My practice, through materials, through relationships and through the reo, is a wānanga that pursues vital indigeneity, exploring roots and journeys, and letting seeds from those journeys flourish within the soil, or the ocean, of the hinengaro. The intimacy with this whenua reflected in our language and stories builds on thousands of years of living on the ocean, and I’m particularly interested in how its qualities and the technologies used to exist with it, now inform the reo we have to express ngā kare ā-roto, or, our emotional experiences of the world around us.3

 Anoushka Akel Moral Messaging 2023. Oil on canvas. Courtesy of the artist and Michael Lett, Auckland. Image courtesy of Sam Hartnett

 Anoushka Akel Moral Messaging 2023. Oil on canvas. Courtesy of the artist and Michael Lett, Auckland. Image courtesy of Sam Hartnett

While many of the artists have incorporated historical references, there are meditations on the present moment and everyday life too. Angel C. Fitzgerald presents a video based essentially around friendship, a beautiful compilation of moments from life edited to a score. In Nowhere, Campbell Patterson has compiled a series of self-help suggestions handwritten on masking tape: from taking vitamins and paracetamol to eating vegetables, not biting fingernails and checking the mailbox. There is an underlying anxiety, or vulnerability, in these notes, as well as humour.

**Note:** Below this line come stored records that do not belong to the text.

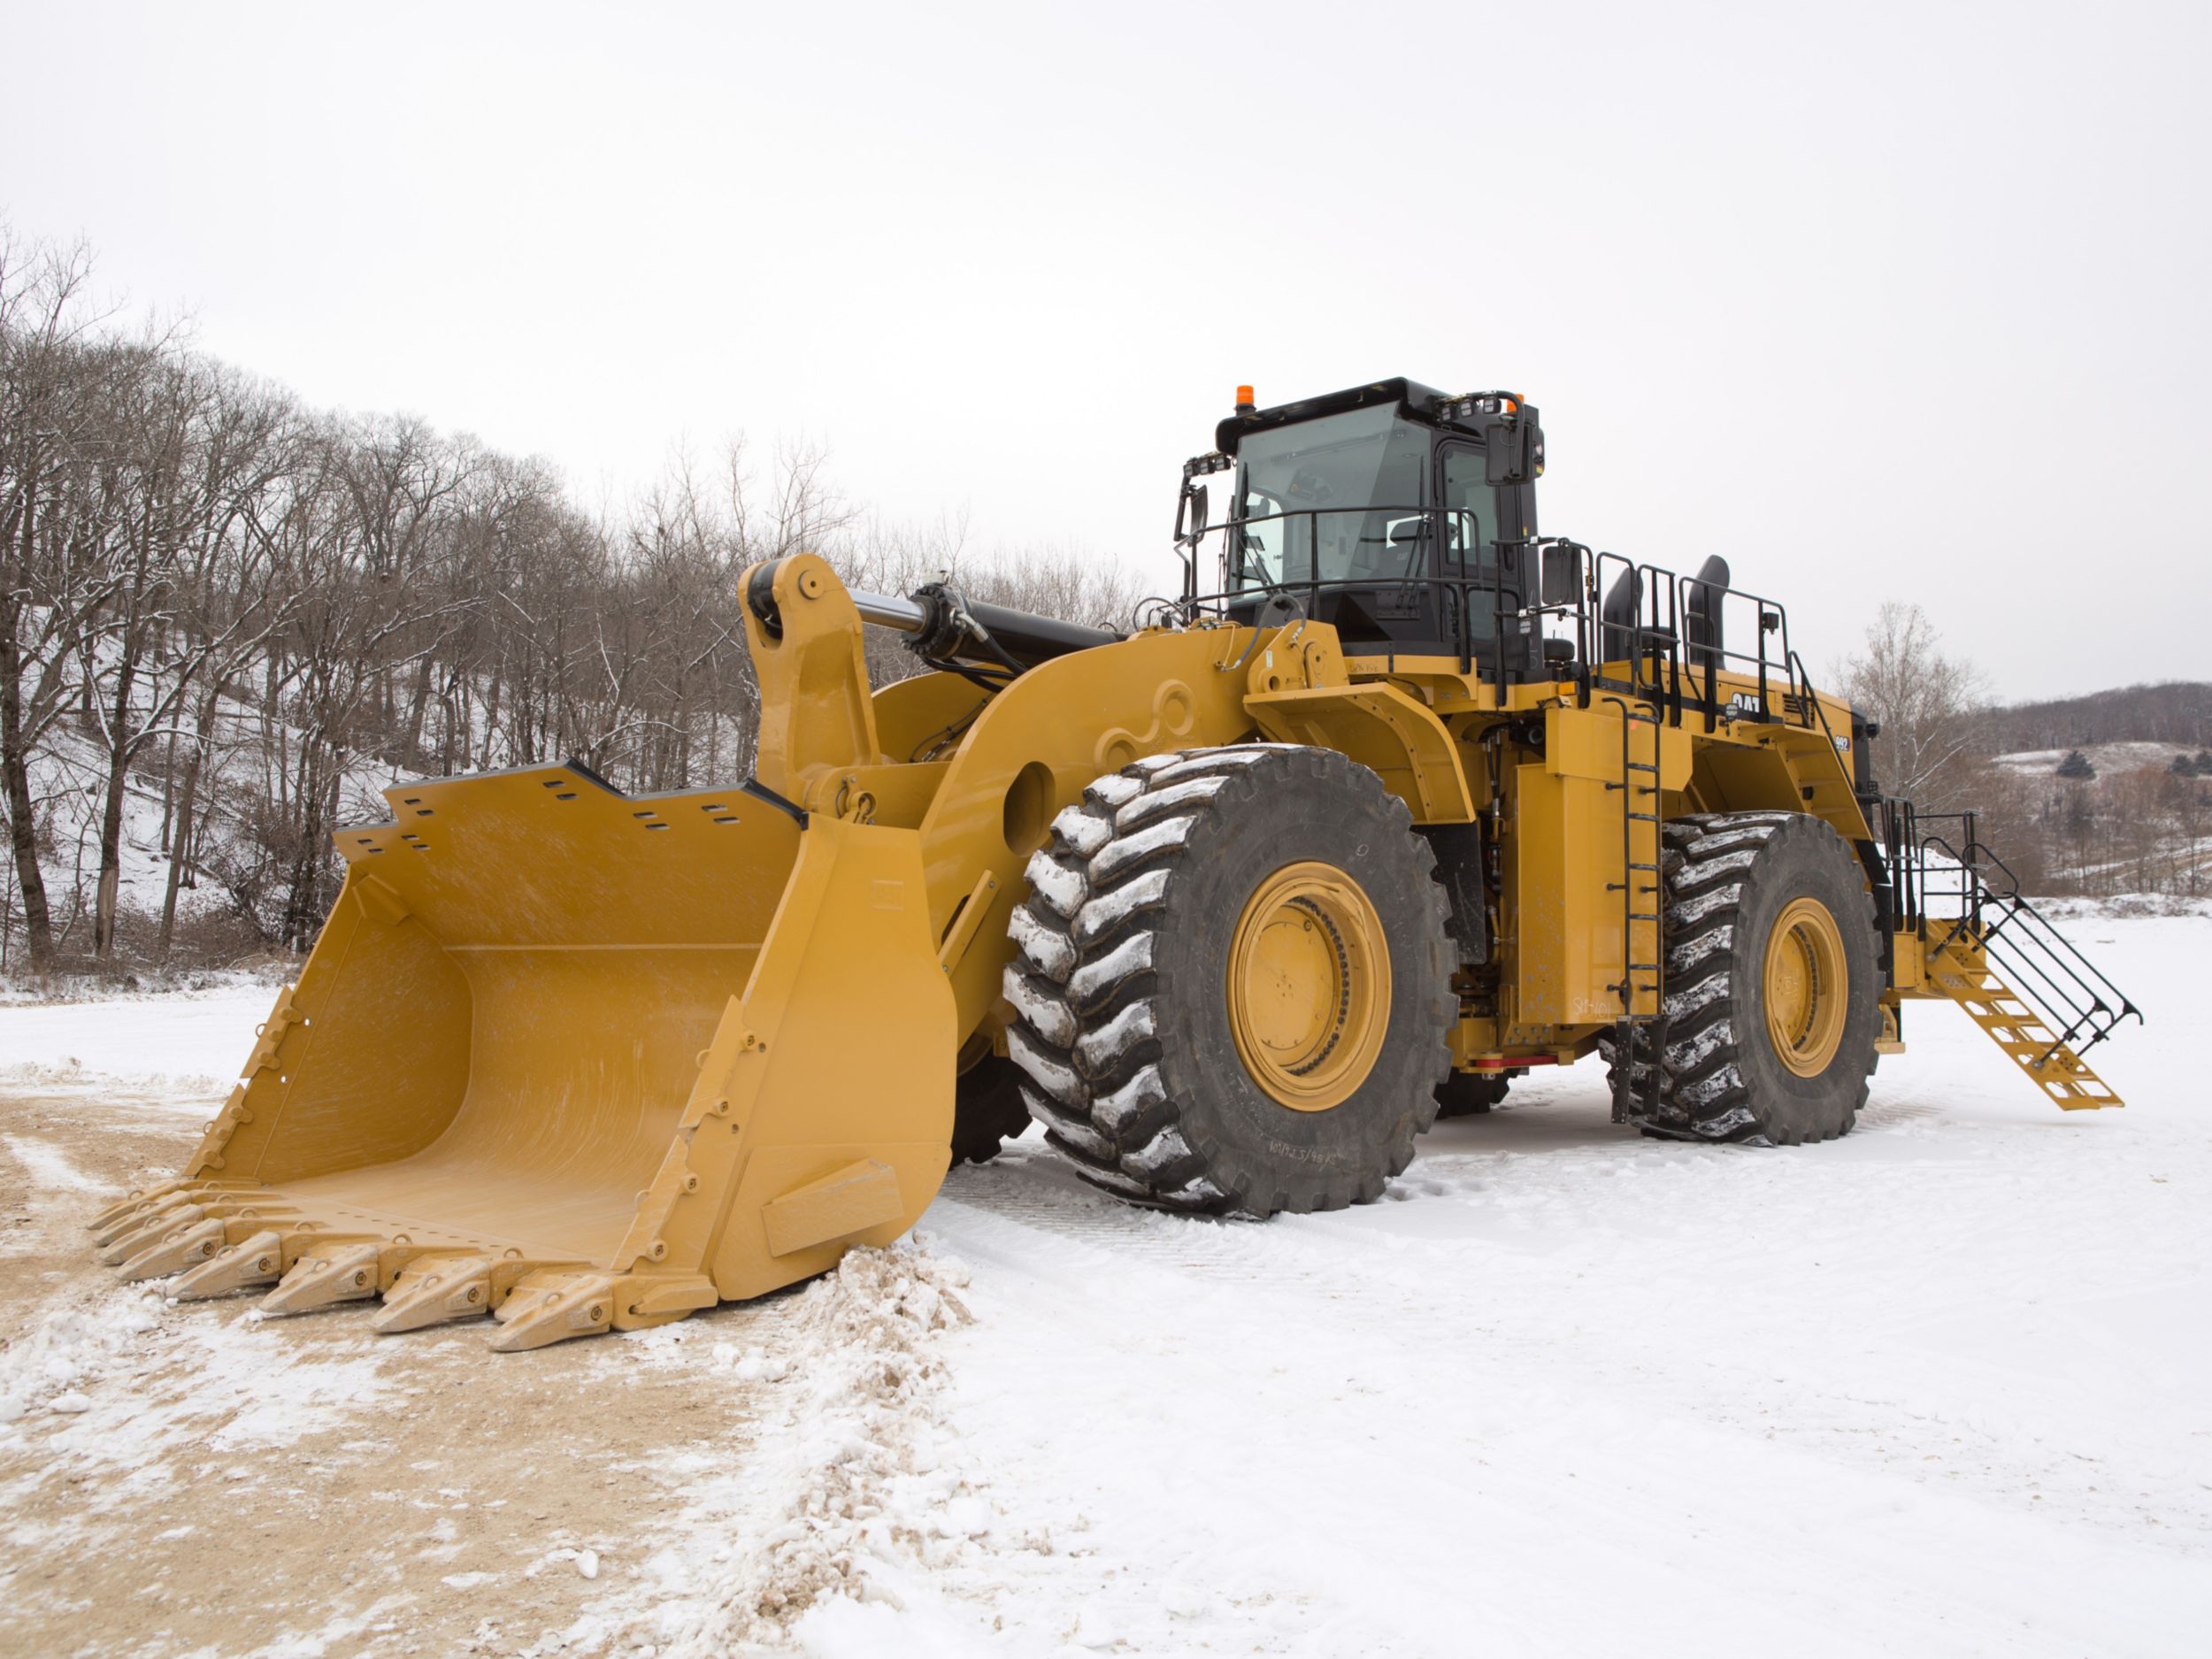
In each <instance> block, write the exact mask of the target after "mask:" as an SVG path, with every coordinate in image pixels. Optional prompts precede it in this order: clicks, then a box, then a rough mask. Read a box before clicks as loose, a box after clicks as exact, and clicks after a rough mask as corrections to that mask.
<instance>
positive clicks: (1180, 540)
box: [1175, 482, 1208, 549]
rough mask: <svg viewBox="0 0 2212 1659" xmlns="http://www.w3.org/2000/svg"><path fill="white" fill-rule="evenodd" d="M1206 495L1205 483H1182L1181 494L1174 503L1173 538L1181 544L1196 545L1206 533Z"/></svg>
mask: <svg viewBox="0 0 2212 1659" xmlns="http://www.w3.org/2000/svg"><path fill="white" fill-rule="evenodd" d="M1206 515H1208V495H1206V484H1192V482H1186V484H1183V495H1181V500H1179V502H1177V504H1175V540H1177V542H1179V544H1181V546H1192V549H1194V546H1197V544H1199V538H1201V535H1206Z"/></svg>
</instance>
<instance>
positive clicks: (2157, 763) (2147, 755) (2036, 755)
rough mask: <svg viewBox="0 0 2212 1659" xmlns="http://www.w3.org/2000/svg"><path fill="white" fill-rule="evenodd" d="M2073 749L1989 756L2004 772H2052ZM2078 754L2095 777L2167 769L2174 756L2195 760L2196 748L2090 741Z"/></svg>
mask: <svg viewBox="0 0 2212 1659" xmlns="http://www.w3.org/2000/svg"><path fill="white" fill-rule="evenodd" d="M2070 752H2073V750H2020V752H2015V754H1997V757H1991V763H1993V765H2002V768H2004V770H2006V772H2022V774H2028V776H2035V774H2046V772H2048V774H2055V772H2057V770H2059V763H2062V761H2064V759H2066V757H2068V754H2070ZM2079 754H2081V757H2084V759H2086V761H2088V763H2090V765H2093V768H2097V776H2110V774H2119V772H2166V770H2168V768H2172V763H2174V761H2177V759H2194V757H2197V748H2192V745H2188V743H2090V745H2088V748H2084V750H2079Z"/></svg>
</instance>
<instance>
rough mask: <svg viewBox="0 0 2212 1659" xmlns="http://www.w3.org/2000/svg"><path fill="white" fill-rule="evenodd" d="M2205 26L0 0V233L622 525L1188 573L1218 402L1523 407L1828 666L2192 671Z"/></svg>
mask: <svg viewBox="0 0 2212 1659" xmlns="http://www.w3.org/2000/svg"><path fill="white" fill-rule="evenodd" d="M2208 15H2212V7H2205V4H2203V2H2201V0H2199V2H2197V4H2163V7H2148V4H2108V2H2101V4H2066V7H2055V4H1971V7H1966V4H1907V7H1880V4H1854V7H1832V4H1829V7H1785V4H1747V7H1699V4H1610V7H1575V4H1557V2H1553V0H1546V2H1544V4H1511V7H1484V4H1469V2H1467V0H1458V2H1451V4H1436V7H1389V4H1321V7H1312V4H1285V2H1281V0H1276V2H1274V4H1263V7H1250V9H1245V7H1237V9H1230V7H1192V4H1181V7H1157V9H1155V7H1137V4H1108V7H1097V4H1091V7H1048V4H1026V7H1009V9H998V11H982V9H967V7H958V4H894V7H869V4H836V7H779V9H763V7H739V4H717V7H655V9H650V11H639V9H628V7H624V9H617V7H593V9H568V7H551V4H529V7H502V4H469V7H453V4H440V7H409V4H392V2H389V0H387V4H378V7H349V9H338V7H301V4H283V7H270V9H257V7H195V4H175V0H170V2H166V4H144V7H122V4H82V2H77V4H55V2H53V0H0V22H4V27H0V58H4V62H7V64H9V71H7V75H4V80H7V93H4V97H0V215H4V217H7V219H11V221H13V226H15V230H18V232H20V234H33V237H75V234H80V232H82V234H84V237H86V239H91V243H93V246H95V250H97V254H100V279H102V283H104V288H106V290H108V292H115V294H124V296H128V299H131V301H133V303H135V305H139V307H159V310H164V312H188V314H190V316H192V319H195V338H197V341H199V345H201V347H206V349H210V352H215V354H219V356H226V358H232V361H237V363H241V365H248V367H252V369H257V372H263V374H268V376H272V378H279V380H285V383H290V385H292V387H296V389H299V392H301V394H303V396H305V398H310V400H314V403H319V405H334V407H347V409H363V411H369V409H405V411H414V414H420V416H425V418H429V420H434V422H438V425H442V427H456V429H467V431H473V434H478V436H480V438H484V440H487V442H491V445H495V447H502V449H513V451H533V453H542V456H546V458H551V460H553V462H557V465H560V467H562V469H564V471H566V473H568V476H571V480H573V482H575V489H577V493H580V495H582V498H586V500H599V498H604V495H615V498H619V495H624V493H626V491H630V489H637V487H639V484H644V482H646V480H650V478H653V473H655V471H659V469H661V467H664V465H666V460H668V456H670V451H672V449H675V447H677V445H681V442H690V445H695V447H699V449H710V447H714V445H717V442H721V438H726V436H728V434H737V431H743V434H750V436H752V438H754V440H757V442H761V445H770V442H772V440H776V438H807V440H814V442H821V445H825V447H827V449H830V456H832V473H834V480H836V482H838V484H841V489H843V491H845V493H847V495H849V498H852V500H856V502H863V504H867V507H872V509H876V511H880V513H883V515H885V518H889V520H894V522H936V520H938V518H947V515H949V518H960V515H964V518H967V526H969V535H971V540H973V542H975V544H978V546H993V544H1002V546H1013V544H1024V542H1051V544H1057V546H1064V549H1079V551H1084V553H1086V555H1093V557H1102V560H1106V557H1119V560H1124V562H1130V564H1139V566H1144V568H1148V571H1159V580H1161V584H1166V582H1170V580H1172V577H1170V575H1168V573H1170V571H1172V562H1170V555H1168V549H1166V544H1168V531H1170V524H1172V507H1175V484H1177V478H1179V465H1181V460H1183V458H1186V456H1190V453H1194V451H1201V449H1208V447H1210V442H1212V438H1210V434H1212V422H1214V420H1217V418H1219V416H1223V414H1228V407H1230V403H1232V398H1234V387H1237V383H1241V380H1248V383H1254V385H1256V387H1259V396H1261V400H1263V403H1283V400H1290V398H1296V396H1307V394H1314V392H1327V389H1334V387H1343V385H1354V383H1360V380H1369V378H1380V376H1389V374H1407V376H1413V378H1418V380H1427V383H1431V385H1440V387H1449V389H1475V387H1493V385H1504V387H1520V389H1524V392H1526V394H1528V396H1531V398H1533V400H1535V403H1537V405H1540V407H1542V409H1544V427H1546V434H1548V438H1551V471H1548V476H1546V478H1544V487H1542V489H1544V509H1542V511H1544V529H1546V531H1553V533H1571V535H1577V538H1582V540H1586V542H1593V544H1597V546H1606V549H1615V551H1624V553H1635V555H1639V557H1648V560H1652V562H1659V564H1672V566H1679V568H1694V564H1697V562H1699V560H1701V557H1703V555H1705V553H1725V555H1728V557H1730V562H1732V566H1734V575H1736V582H1739V584H1741V586H1747V588H1754V591H1761V593H1770V595H1774V597H1781V599H1783V602H1785V604H1787V606H1790V613H1792V628H1794V635H1796V644H1798V648H1801V650H1805V655H1807V659H1809V661H1812V664H1814V666H1816V668H1818V666H1825V664H1829V661H1832V659H1834V657H1836V655H1838V653H1843V650H1847V648H1849V646H1851V644H1854V641H1856V637H1858V633H1860V630H1863V626H1865V622H1867V619H1869V617H1871V613H1874V608H1876V606H1878V604H1880V602H1882V599H1891V597H1898V599H1918V602H1920V604H1924V606H1927V611H1929V615H1931V617H1933V619H1936V624H1938V626H1940V628H1942V630H1944V635H1947V639H1949V644H1951V646H1955V648H1958V650H1962V653H1964V655H1971V657H1973V659H1975V661H1980V664H1982V666H1984V668H1986V670H1989V675H1991V681H1993V688H1995V690H1997V692H2000V695H2004V697H2015V699H2017V697H2037V695H2057V692H2079V690H2095V688H2101V686H2112V684H2126V681H2135V679H2161V677H2192V679H2203V677H2212V650H2208V646H2205V630H2208V628H2212V575H2208V555H2212V546H2208V542H2212V535H2208V507H2205V500H2208V493H2212V478H2208V467H2205V456H2208V451H2212V418H2208V396H2212V392H2208V369H2212V327H2208V321H2205V319H2208V312H2212V228H2208V201H2212V190H2208V177H2205V175H2208V157H2212V113H2208V111H2212V97H2208V93H2205V86H2208V82H2212V27H2208Z"/></svg>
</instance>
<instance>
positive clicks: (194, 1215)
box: [97, 1203, 223, 1279]
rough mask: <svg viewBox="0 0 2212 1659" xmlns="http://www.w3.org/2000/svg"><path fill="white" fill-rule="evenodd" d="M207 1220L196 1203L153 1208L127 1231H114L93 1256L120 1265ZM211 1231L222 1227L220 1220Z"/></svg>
mask: <svg viewBox="0 0 2212 1659" xmlns="http://www.w3.org/2000/svg"><path fill="white" fill-rule="evenodd" d="M208 1221H215V1217H210V1214H208V1212H206V1210H201V1208H199V1206H197V1203H179V1206H177V1208H175V1210H155V1212H153V1214H150V1217H146V1221H142V1223H139V1225H135V1228H133V1230H131V1232H124V1234H117V1239H115V1241H113V1243H111V1245H108V1248H106V1250H100V1252H97V1256H100V1261H102V1263H106V1265H108V1267H124V1265H126V1263H131V1261H135V1259H137V1256H142V1254H144V1252H146V1250H148V1248H153V1245H157V1243H161V1241H166V1239H173V1237H175V1234H179V1232H184V1230H186V1228H197V1225H204V1223H208ZM215 1230H217V1232H221V1230H223V1225H221V1221H215ZM173 1272H175V1270H173ZM126 1276H139V1279H142V1276H144V1274H126Z"/></svg>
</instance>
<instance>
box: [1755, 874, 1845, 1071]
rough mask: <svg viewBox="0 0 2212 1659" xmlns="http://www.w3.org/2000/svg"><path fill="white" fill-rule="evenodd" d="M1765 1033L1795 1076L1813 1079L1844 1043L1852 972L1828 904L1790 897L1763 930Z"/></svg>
mask: <svg viewBox="0 0 2212 1659" xmlns="http://www.w3.org/2000/svg"><path fill="white" fill-rule="evenodd" d="M1765 987H1767V1037H1770V1040H1772V1042H1774V1053H1776V1055H1781V1062H1783V1064H1785V1066H1790V1071H1794V1073H1796V1075H1798V1077H1818V1075H1820V1073H1823V1071H1827V1062H1832V1060H1834V1057H1836V1048H1838V1046H1840V1044H1843V1015H1845V1011H1847V1009H1849V998H1851V975H1849V969H1847V967H1845V962H1843V933H1840V931H1838V927H1836V918H1834V916H1829V911H1827V905H1823V902H1820V900H1816V898H1796V900H1792V902H1790V905H1787V907H1785V909H1783V914H1781V916H1776V918H1774V931H1772V933H1767V973H1765Z"/></svg>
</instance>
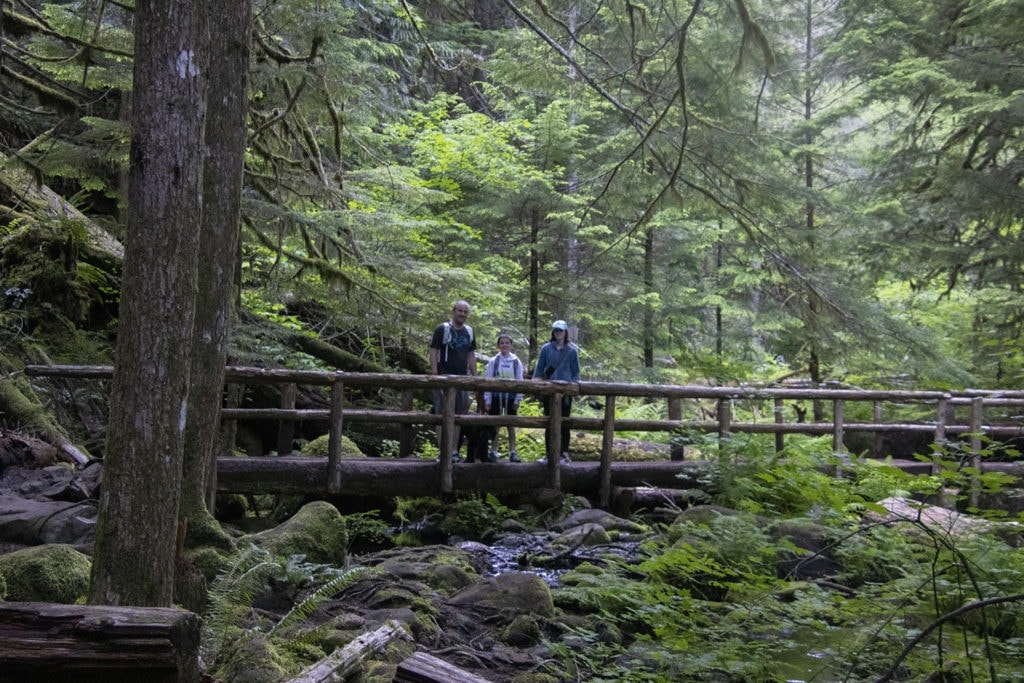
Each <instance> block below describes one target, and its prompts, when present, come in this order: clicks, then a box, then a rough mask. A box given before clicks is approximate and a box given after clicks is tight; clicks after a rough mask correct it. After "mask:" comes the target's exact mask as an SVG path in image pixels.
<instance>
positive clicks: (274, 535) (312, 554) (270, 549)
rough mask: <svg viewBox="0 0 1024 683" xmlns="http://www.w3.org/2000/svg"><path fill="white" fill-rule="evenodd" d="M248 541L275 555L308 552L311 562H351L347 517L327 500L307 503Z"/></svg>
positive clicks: (325, 562) (252, 537) (249, 539)
mask: <svg viewBox="0 0 1024 683" xmlns="http://www.w3.org/2000/svg"><path fill="white" fill-rule="evenodd" d="M244 540H245V541H249V542H252V543H253V544H255V545H257V546H259V547H261V548H263V549H264V550H266V551H268V552H269V553H270V554H271V555H281V556H284V557H290V556H292V555H304V556H305V558H306V560H307V561H309V562H316V563H319V564H332V565H334V566H340V567H343V566H345V565H346V564H347V563H348V550H347V547H348V532H347V530H346V528H345V519H344V517H342V516H341V513H340V512H338V509H337V508H336V507H334V506H333V505H331V504H330V503H327V502H324V501H315V502H313V503H309V504H307V505H304V506H303V507H302V508H301V509H300V510H299V511H298V512H297V513H295V516H293V517H291V518H290V519H288V521H286V522H284V523H283V524H281V525H279V526H275V527H273V528H270V529H267V530H265V531H260V532H259V533H254V535H252V536H249V537H245V539H244Z"/></svg>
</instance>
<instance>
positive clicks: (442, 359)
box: [430, 299, 476, 463]
mask: <svg viewBox="0 0 1024 683" xmlns="http://www.w3.org/2000/svg"><path fill="white" fill-rule="evenodd" d="M467 317H469V304H468V303H467V302H465V301H463V300H462V299H460V300H459V301H456V302H455V305H454V306H452V319H451V321H449V322H446V323H441V324H440V325H438V326H437V327H436V328H434V334H433V335H431V337H430V372H431V373H432V374H434V375H476V338H475V337H474V336H473V328H471V327H470V326H468V325H466V318H467ZM443 397H444V392H443V391H441V390H440V389H435V390H434V413H435V414H436V415H440V414H441V413H442V405H443ZM455 412H456V415H465V414H466V413H469V392H468V391H457V392H456V396H455ZM455 443H456V451H455V453H454V454H452V462H453V463H457V462H459V461H460V460H461V459H460V457H459V445H458V444H459V425H456V427H455ZM438 445H439V446H440V447H443V445H444V444H443V443H440V437H439V435H438Z"/></svg>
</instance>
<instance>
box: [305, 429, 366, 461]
mask: <svg viewBox="0 0 1024 683" xmlns="http://www.w3.org/2000/svg"><path fill="white" fill-rule="evenodd" d="M329 440H330V435H328V434H324V435H323V436H317V437H316V438H314V439H313V440H311V441H309V442H308V443H306V444H305V445H304V446H302V453H301V454H299V455H302V456H309V457H310V458H327V454H328V441H329ZM341 457H342V458H366V457H367V456H366V454H365V453H362V451H360V450H359V446H358V445H356V443H355V441H353V440H352V439H350V438H348V437H347V436H345V435H344V434H342V436H341Z"/></svg>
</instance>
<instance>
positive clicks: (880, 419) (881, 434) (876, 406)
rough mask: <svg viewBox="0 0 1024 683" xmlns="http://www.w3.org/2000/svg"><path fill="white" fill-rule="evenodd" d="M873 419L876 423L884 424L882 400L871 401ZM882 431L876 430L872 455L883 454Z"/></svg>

The selection of works I have described gives a sense of the tenderness that is present throughout the exhibition, the recurring moments of feeling, emotion and affect. Though Spring Time is Heart-break may at first seem to dwell in sadness or poignancy, it also invites us to consider cyclical forms, rebirth and the future. As political theorist Brian Massumi claims, affect opens up the potential for hope:

I use the concept of ‘affect’ as a way of talking about the margin of manoeuvrability, the ‘where we might be able to go and what we might be able to do’ in every present situation. I guess ‘affect’ is the word I use for ‘hope’. One of the reasons it’s such an important concept for me is because it explains why focusing on the next experimental step rather than the big utopian picture isn’t really settling for less.4

Taking this view towards the affective element of works, Etanah Lalau-Talapā’s meditative 3D digital work Loto fa'afetai, loto fa'atuatua (2021) reinforces the dual emotions of grief and celebration, while Priscilla Rose Howe proposes a vibrant queer vision of the future.

Priscilla Rose Howe Different versions, different bodies, different words 2023. Flashe, acrylic and oil pastel on canvas. Courtesy of the artist and Jhana Millers Gallery, Wellington

Priscilla Rose Howe Different versions, different bodies, different words 2023. Flashe, acrylic and oil pastel on canvas. Courtesy of the artist and Jhana Millers Gallery, Wellington

Returning to the garden, in Juliet Carpenter’s compelling black and white film The Sun Is Not To Be Believed, a shrouded figure digs in the earth of an allotment. Combining references to Maya Deren’s avant-garde film Meshes of the Afternoon (1943) and the logic of Samuel Beckett’s Quad, written in 1981 for four performers who appear to exist in parallel time spaces, Carpenter’s work is driven by a computer algorithm that decides the edits and image overlays as the video sequence repeats four times. Each permutation brings in fragments from both the future and the past to create a temporal fissure, casting the sun as an unreliable timekeeper, and our perception as inconsistent.

The sun and weather patterns loom over many works in the exhibition, just as they do in our daily lives, and while not explicitly referencing climate change, artists are addressing atmospheric conditions, the soil, rivers and oceans that are part of us. Spring Time is Heart-break asks us to engage in meaningful experiences with each other and the world around us; digging, listening, observing and communicating across time, place and species.